Kirkus Reviews described Leah Stewart’s latest novel, The New Neighbor, like this: “Stewart’s prose is remarkable for its well-shaped sentences and nonshowy but sharp observations. Quietly incisive.” Quiet is a great word for this novel. It’s not trying to knock your socks off and blow your mind with fireworks and loudspeakers. Rather, it offers a gentle intertwining of two character-driven mysteries. An elderly woman and a young mother become neighbors, and — page by page, chapter by chapter — we learn their backstories.
What makes this an especially enjoyable read for our local crowd is that the story is set in Sewanee, Tennessee — “the mountain” just down the road from Nashville, where so many of our customers went to school or have ties of some sort. We asked Stewart to tell us a bit about the importance of that place to her novel and to her own life story as a writer.
I’ve set all of my novels in different places, each time choosing one with an atmosphere that suited the story I wanted to tell, one that fit my characters’ emotional states as well as the novel’s themes. I knew from the beginning that The New Neighbor would take place in Sewanee. Both of my characters choose to be alone and yet long for connection, and a place like Sewanee offers the possibility of both. Its isolation promises solitude, its small size promises that everywhere you go you’ll see someone you know.

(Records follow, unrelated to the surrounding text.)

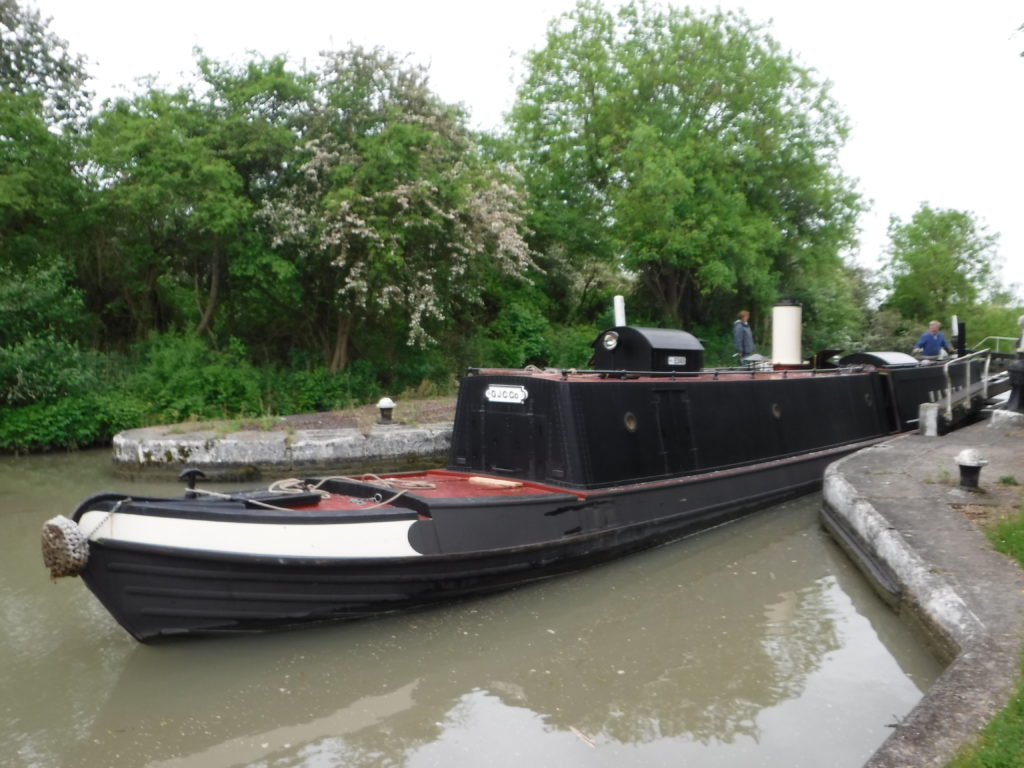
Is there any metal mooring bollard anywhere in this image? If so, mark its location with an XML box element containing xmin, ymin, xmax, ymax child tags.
<box><xmin>1006</xmin><ymin>352</ymin><xmax>1024</xmax><ymax>414</ymax></box>
<box><xmin>956</xmin><ymin>449</ymin><xmax>988</xmax><ymax>489</ymax></box>
<box><xmin>377</xmin><ymin>397</ymin><xmax>394</xmax><ymax>424</ymax></box>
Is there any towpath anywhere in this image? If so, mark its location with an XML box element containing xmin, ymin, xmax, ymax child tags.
<box><xmin>822</xmin><ymin>412</ymin><xmax>1024</xmax><ymax>768</ymax></box>
<box><xmin>113</xmin><ymin>397</ymin><xmax>455</xmax><ymax>480</ymax></box>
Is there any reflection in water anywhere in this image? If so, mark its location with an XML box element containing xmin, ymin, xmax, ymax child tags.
<box><xmin>0</xmin><ymin>455</ymin><xmax>939</xmax><ymax>768</ymax></box>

If you’re lucky, as you’re writing a novel your choices will lead you into interesting, unexpected territory. As I started describing Sewanee, and returning to the writers’ colony there to work, I remembered that the place itself is magic, a magic that I began to try to write into my characters’ experience, so that their isolation takes on the feel of an enchantment. Sewanee is on a mountain, ringed by woods in which you can walk and walk and never see another person, enormous boulders covered with moss in all shades of green, the kind of tree-shaded sun-dappled darkness that inspires fantasy novels. Acknowledging this, the writers’ colony is called Rivendell. When I was there in May, I stood at the edge of the bluff with a friend and watched fog fill the bowl of the valley. As we watched, a column of fog like an enormous hand rose out of the bowl and reached toward us, and in just a few minutes we could no longer see the house where we were staying. Poof—the world disappeared.

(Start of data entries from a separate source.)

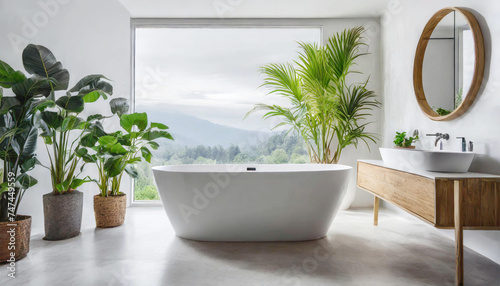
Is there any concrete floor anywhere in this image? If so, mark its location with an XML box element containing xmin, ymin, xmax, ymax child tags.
<box><xmin>0</xmin><ymin>208</ymin><xmax>500</xmax><ymax>286</ymax></box>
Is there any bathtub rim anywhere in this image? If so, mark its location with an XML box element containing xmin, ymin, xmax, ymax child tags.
<box><xmin>151</xmin><ymin>163</ymin><xmax>353</xmax><ymax>174</ymax></box>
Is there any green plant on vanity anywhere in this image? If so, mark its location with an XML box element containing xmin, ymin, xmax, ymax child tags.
<box><xmin>393</xmin><ymin>129</ymin><xmax>418</xmax><ymax>148</ymax></box>
<box><xmin>247</xmin><ymin>27</ymin><xmax>380</xmax><ymax>164</ymax></box>
<box><xmin>78</xmin><ymin>98</ymin><xmax>173</xmax><ymax>227</ymax></box>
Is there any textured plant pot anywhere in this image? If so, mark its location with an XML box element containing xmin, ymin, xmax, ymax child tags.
<box><xmin>0</xmin><ymin>215</ymin><xmax>31</xmax><ymax>263</ymax></box>
<box><xmin>43</xmin><ymin>191</ymin><xmax>83</xmax><ymax>240</ymax></box>
<box><xmin>94</xmin><ymin>194</ymin><xmax>127</xmax><ymax>228</ymax></box>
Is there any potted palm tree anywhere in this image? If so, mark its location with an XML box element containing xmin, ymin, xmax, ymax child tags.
<box><xmin>80</xmin><ymin>98</ymin><xmax>173</xmax><ymax>228</ymax></box>
<box><xmin>0</xmin><ymin>48</ymin><xmax>58</xmax><ymax>262</ymax></box>
<box><xmin>247</xmin><ymin>27</ymin><xmax>380</xmax><ymax>164</ymax></box>
<box><xmin>23</xmin><ymin>45</ymin><xmax>113</xmax><ymax>240</ymax></box>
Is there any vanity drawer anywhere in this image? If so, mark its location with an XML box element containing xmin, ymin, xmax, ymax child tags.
<box><xmin>358</xmin><ymin>162</ymin><xmax>436</xmax><ymax>225</ymax></box>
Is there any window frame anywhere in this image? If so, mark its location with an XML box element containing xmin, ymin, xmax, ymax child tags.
<box><xmin>128</xmin><ymin>18</ymin><xmax>328</xmax><ymax>207</ymax></box>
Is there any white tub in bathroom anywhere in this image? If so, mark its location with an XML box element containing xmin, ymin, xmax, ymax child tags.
<box><xmin>153</xmin><ymin>164</ymin><xmax>352</xmax><ymax>241</ymax></box>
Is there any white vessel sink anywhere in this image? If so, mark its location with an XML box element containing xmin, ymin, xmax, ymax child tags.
<box><xmin>379</xmin><ymin>148</ymin><xmax>474</xmax><ymax>173</ymax></box>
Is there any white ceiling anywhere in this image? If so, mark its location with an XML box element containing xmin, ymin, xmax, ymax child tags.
<box><xmin>119</xmin><ymin>0</ymin><xmax>389</xmax><ymax>18</ymax></box>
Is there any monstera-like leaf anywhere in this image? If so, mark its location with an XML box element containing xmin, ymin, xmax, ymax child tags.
<box><xmin>0</xmin><ymin>61</ymin><xmax>26</xmax><ymax>88</ymax></box>
<box><xmin>109</xmin><ymin>97</ymin><xmax>130</xmax><ymax>117</ymax></box>
<box><xmin>23</xmin><ymin>44</ymin><xmax>69</xmax><ymax>92</ymax></box>
<box><xmin>12</xmin><ymin>75</ymin><xmax>57</xmax><ymax>102</ymax></box>
<box><xmin>69</xmin><ymin>74</ymin><xmax>113</xmax><ymax>102</ymax></box>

Now, like my characters, I go to Sewanee to escape the world, but when I first went there in 1995 it was to join one, as a member of the staff of the Sewanee Writers’ Conference. I went back every summer for ten years. My friends on staff and I called the place Brigadoon, after the old movie, because for us it was an enchanted village that appeared out of the mist and then vanished again. Like all brief and intense times, those July weeks in Sewanee loom larger in my mind than whole months together of the rest of my life. That first year, I was twenty-one, halfway through my MFA, believing I could (maybe, probably) be a writer but with limited proof that the world agreed. After graduate school I worked as a secretary at Harvard, then a cataloguer in a used bookstore, then a secretary at Duke. When people asked at parties what I did, I said, “I’m a secretary,” because it didn’t yet seem to me that I deserved to say I was a writer. But at Sewanee I was. At Sewanee I stood smoking with Barry Hannah, talking about Jane Austen. (A nonsmoker, I puffed those cigarettes entirely as an excuse to talk to Barry Hannah.) At Sewanee, writers I admired took my manuscripts seriously. I wore a walkie-talkie and drove agents to the airport and rushed around making sure there was wine at dinner, and all the while I felt like a writer. That, too, was a kind of magic.
I keep going back to Sewanee, two or three times a year, to see friends and to write at Rivendell. In Sewanee, I can believe that all times exist at once, because so little about it seems to change, because I remember myself there at 21 and 25 and 30, because it reappears, as I turn off the highway, with all its magic intact. Exit 134 is, for me, the door in the back of the closet.